Oscar’s owner was criminally charged and a necropsy showed he died of hypothermia. Bill sponsors say animal control was called to this neighborhood several times on Oscar's behalf.
"Oscar was in an extremely bad situation and we know there's a lot of Oscars in Baltimore County," said bill co-sponsor, Joy Freedman.
The new bill hopes to take out the gray area when it comes to keeping animals safe outside.
"This puts a clear indication on temperature wise, what’s too cold, what’s too hot," said Zimmer.
Specifically, outlining adverse conditions for pets like temperatures below 32 or above 90 degrees or weather conditions like wind, rain, snow, ice, direct sunlight or hot pavement.
"I’m very happy that my colleagues acted in a collaborative, non-partisan way to improve animal welfare, i’m very proud of this bill," said Councilman David Marks, who also sponsored the bill.
Although the vote was unanimous, Council Chairman Julian Jones, said, there's more pressing work to be done.
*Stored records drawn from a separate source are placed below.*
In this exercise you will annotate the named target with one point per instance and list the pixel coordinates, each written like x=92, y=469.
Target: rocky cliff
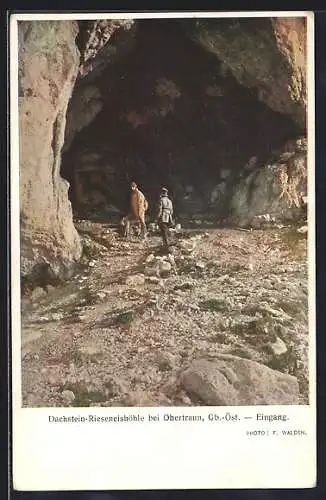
x=241, y=81
x=48, y=64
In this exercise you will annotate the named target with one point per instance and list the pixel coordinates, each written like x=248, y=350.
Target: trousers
x=164, y=228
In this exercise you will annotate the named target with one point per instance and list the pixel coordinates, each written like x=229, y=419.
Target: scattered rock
x=68, y=397
x=164, y=268
x=187, y=246
x=278, y=347
x=135, y=280
x=101, y=295
x=166, y=361
x=150, y=259
x=229, y=380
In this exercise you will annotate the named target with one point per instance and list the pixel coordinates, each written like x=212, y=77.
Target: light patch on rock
x=278, y=347
x=229, y=380
x=167, y=88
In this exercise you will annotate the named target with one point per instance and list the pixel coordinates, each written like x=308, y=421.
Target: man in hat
x=138, y=208
x=165, y=216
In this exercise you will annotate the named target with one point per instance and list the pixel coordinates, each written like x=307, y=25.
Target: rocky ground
x=221, y=321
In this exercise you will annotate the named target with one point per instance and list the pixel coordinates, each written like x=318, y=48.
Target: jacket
x=165, y=210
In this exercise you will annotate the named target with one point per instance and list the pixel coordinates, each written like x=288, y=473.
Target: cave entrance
x=169, y=115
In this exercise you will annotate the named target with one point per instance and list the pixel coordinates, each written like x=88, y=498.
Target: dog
x=128, y=224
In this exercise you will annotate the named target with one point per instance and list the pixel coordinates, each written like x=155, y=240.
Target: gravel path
x=123, y=329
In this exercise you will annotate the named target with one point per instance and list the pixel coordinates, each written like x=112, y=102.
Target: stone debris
x=136, y=280
x=68, y=397
x=230, y=380
x=145, y=324
x=278, y=347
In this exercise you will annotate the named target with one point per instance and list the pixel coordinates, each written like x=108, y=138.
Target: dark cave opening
x=171, y=116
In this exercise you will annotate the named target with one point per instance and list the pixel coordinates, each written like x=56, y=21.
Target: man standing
x=165, y=216
x=138, y=207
"In respect for my colleagues who felt so strongly about it I decided to vote for it. At some level I really don't think that this is where we need to be as a council there's plenty of things that affect my community."
Oscar's Law allows police and animal control to work together. Lawmakers told WMAR-2 News, officers will have the discretion to decide what constitutes animal abuse.